The temperature controls shall be so adjusted that heating and cooling cannot operate simultaneously (except for dehumidification as specified later).
A dead zone of 1K shall be provided between heating and cooling.

Offices: Each office shall be provided with a heater capable of heating the design supply air quantity to the individual offices by 8°C.

These heaters are to be individually controlled by a two-step electric thermostat positioned in a representative place in the various offices.

These heaters shall also be interlocked with the main supply air fan as well as being provided with a manual reset overheat stat set at 75°C.

Set point adjustment shall be remote. A secondary adjustment with a maximum span of about 2K is to be provided at the room sensor.

Humidity control

The humidity sensor shall be positioned adjacent to the temperature sensor. No set point adjustment shall be provided at the humidity sensor.

On a rise in humidity, the humidity control system shall override the temperature controls and open the chilled water valve in proportion to the humidity deviation.

Upon a temperature drop due to the dehumidification action, the temperature control shall activate the heaters to provide reheating.

On a drop in relative humidity, the control system shall modulate the capacity of the dry steam-type humidifier in proportion to the deviation, provided that the relative humidity, two metres downstream of the humidifier, shall not exceed 80%.

The humidifier shall also be interlocked with the supply air fan and shall not operate when this fan is off or when the air velocity in the supply air duct drops to below 80% of the design air velocity. The relative humidity in the adjacent offices shall not be controlled.

Outside air damper control

The outside air dampers shall be closed outside shopping hours.

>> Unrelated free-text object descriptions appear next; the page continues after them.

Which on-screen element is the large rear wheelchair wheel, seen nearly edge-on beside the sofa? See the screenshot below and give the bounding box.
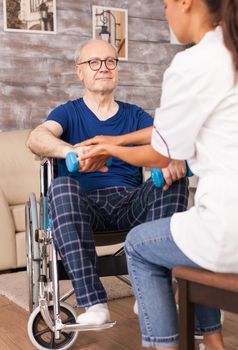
[25,193,40,312]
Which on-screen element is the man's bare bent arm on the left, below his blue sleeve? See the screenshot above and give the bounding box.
[26,120,73,158]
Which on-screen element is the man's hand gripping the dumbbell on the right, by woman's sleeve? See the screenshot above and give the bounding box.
[161,160,187,191]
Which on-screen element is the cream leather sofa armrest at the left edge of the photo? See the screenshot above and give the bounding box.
[0,188,17,270]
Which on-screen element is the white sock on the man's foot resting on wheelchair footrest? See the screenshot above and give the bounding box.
[76,303,111,326]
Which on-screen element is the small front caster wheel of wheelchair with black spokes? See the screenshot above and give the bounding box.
[27,303,78,350]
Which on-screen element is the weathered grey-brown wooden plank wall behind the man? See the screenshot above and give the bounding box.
[0,0,184,130]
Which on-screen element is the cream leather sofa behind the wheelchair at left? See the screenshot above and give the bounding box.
[0,130,40,271]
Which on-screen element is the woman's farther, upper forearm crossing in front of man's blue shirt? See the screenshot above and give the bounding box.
[120,126,152,146]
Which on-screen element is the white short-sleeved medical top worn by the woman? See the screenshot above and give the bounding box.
[152,27,238,272]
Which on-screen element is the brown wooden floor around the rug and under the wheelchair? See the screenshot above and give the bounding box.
[0,296,238,350]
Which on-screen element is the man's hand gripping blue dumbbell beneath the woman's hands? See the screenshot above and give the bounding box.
[74,145,108,173]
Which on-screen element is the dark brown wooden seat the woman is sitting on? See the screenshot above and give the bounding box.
[173,266,238,350]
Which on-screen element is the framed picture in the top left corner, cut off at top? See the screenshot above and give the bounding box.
[3,0,56,34]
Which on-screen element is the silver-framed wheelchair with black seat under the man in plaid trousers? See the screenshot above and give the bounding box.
[25,158,130,350]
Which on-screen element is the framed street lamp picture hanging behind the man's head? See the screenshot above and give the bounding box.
[92,6,128,60]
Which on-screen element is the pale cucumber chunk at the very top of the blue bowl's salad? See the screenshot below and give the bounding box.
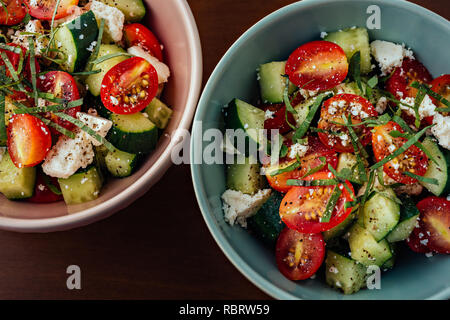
[324,28,372,74]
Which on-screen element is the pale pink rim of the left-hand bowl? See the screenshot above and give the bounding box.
[0,0,203,232]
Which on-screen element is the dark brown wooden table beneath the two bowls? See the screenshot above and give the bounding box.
[0,0,450,299]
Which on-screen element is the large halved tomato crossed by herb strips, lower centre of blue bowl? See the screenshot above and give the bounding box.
[280,172,354,233]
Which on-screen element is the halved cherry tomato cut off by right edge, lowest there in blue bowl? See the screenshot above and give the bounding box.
[417,197,450,254]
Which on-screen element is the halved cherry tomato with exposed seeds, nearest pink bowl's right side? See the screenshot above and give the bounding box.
[100,57,158,114]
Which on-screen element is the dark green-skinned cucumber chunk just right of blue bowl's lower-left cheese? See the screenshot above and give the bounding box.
[247,191,285,244]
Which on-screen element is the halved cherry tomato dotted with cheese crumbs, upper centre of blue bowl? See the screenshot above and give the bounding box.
[317,93,378,152]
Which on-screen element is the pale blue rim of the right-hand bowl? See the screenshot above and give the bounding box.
[190,0,450,300]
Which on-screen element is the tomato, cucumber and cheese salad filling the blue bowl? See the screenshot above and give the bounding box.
[222,27,450,294]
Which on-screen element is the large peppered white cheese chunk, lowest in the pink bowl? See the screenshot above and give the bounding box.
[42,129,94,178]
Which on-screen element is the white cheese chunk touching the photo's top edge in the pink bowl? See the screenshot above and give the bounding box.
[90,0,125,42]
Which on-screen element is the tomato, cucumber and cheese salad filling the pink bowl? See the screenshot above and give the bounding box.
[0,0,173,205]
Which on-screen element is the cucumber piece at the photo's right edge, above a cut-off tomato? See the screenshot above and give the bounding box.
[419,137,450,196]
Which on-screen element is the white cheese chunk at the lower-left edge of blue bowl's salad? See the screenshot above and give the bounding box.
[222,189,272,228]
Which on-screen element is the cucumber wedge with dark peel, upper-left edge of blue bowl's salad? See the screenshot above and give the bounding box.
[224,99,265,155]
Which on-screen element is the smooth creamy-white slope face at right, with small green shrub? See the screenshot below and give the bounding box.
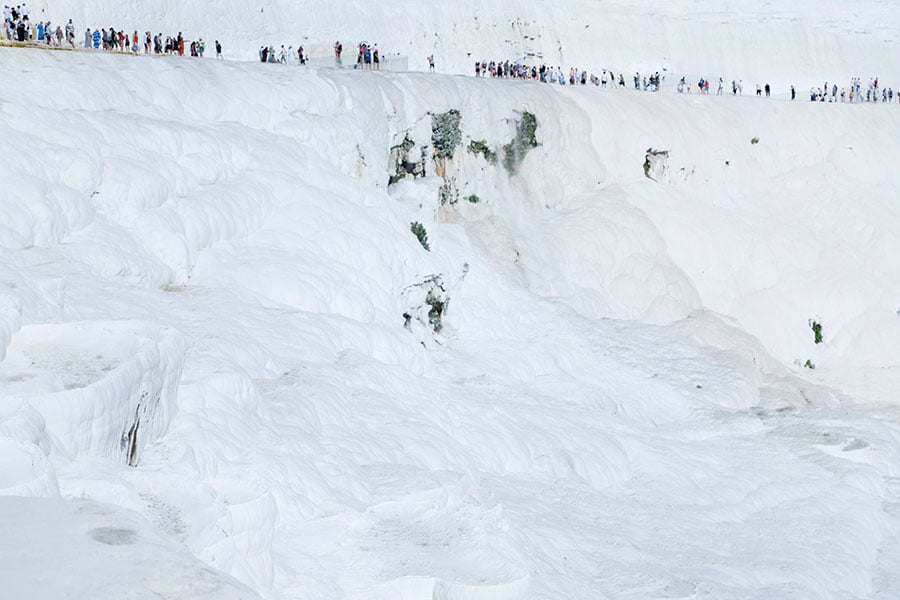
[567,89,900,374]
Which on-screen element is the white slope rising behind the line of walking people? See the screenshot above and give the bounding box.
[30,0,900,87]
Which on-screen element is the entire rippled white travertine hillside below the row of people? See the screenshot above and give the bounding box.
[0,39,900,599]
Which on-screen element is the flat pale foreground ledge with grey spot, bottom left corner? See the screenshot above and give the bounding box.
[0,497,259,600]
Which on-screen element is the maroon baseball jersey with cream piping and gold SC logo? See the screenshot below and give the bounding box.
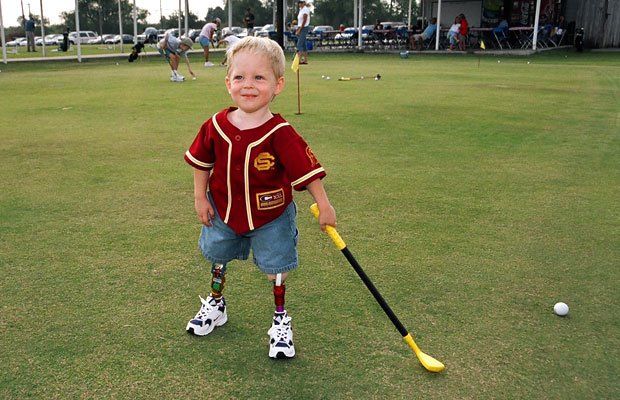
[185,107,326,234]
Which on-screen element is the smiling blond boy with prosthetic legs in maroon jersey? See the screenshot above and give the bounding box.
[185,37,336,358]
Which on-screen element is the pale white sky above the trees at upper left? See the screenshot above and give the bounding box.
[0,0,225,26]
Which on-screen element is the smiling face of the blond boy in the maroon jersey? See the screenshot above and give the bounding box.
[226,50,284,113]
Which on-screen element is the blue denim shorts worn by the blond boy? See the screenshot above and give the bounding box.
[198,202,298,274]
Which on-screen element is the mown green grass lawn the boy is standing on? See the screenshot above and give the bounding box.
[0,52,620,399]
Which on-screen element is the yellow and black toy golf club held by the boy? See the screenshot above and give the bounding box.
[310,203,445,372]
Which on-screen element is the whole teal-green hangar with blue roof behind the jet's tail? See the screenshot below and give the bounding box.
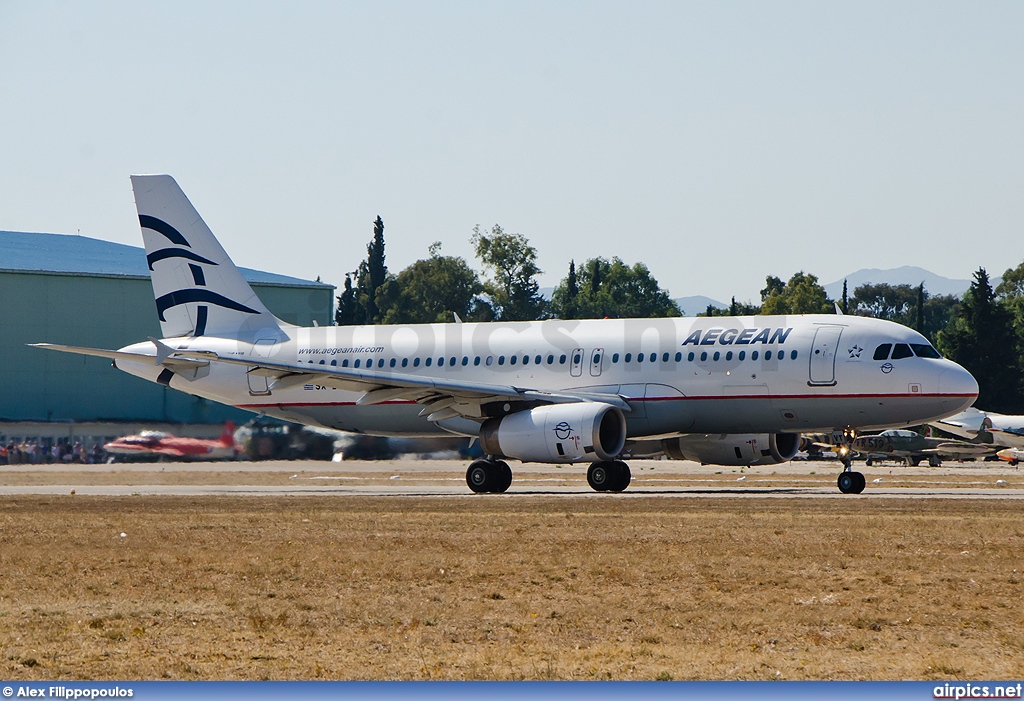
[0,231,335,436]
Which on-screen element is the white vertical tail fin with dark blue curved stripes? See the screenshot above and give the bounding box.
[131,175,283,339]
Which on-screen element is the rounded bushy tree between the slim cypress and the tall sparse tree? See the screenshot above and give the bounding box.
[378,243,488,323]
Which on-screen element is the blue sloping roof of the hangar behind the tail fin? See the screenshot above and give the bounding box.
[0,231,334,289]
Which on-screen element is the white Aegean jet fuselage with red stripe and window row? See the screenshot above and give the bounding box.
[117,315,977,438]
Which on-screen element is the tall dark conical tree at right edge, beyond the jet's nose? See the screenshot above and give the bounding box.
[938,268,1024,413]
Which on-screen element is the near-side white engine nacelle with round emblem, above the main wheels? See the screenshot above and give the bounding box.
[480,401,626,463]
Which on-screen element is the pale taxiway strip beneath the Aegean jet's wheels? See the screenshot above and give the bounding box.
[0,458,1024,499]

During shopping hours, the dampers shall be opened to a position that can be set by means of a potentiometer on the remote control board. This potentiometer is to be marked ‘Outside air damper, percentage open’. A minimum of 10% outside air shall be maintained.

Indicator lights

The following indicator lights shall be provided:

  • Fan on (green)
  • Fan run out (orange)
  • Fan tripped (red)
  • Heaters on [one light per step] (orange)
  • Overheat stat tripped (red)
  • Humidifier on (green)
  • Humidifier ‘tripped’ (red)
  • Outside air closed (red)
  • Filter dirty (red).


  • Temperatures: outside air, return air chilled water supply, chilled water return
  • Humidity: supply air, return air
  • Pressure: filter pressure loss
  • Amperage: supply air fan, humidifier, heaters
  • Outside air damper position
  • Supply air fan: Run/off
  • Electric heaters: On/off
  • Humidifier: On/off
  • Re-heaters: On/off
  • Temperature control point
  • Humidity control point.

Liam, this forms the basis of a simple control specification to give you a starting point and some direction. From here you will need to develop your specification. As you can see, all aspects of the control of the plant must be included as well as all safety aspects and emergency situations. This constitutes an important aspect that needs thorough attention. I hope this helps you with the development of your control specification.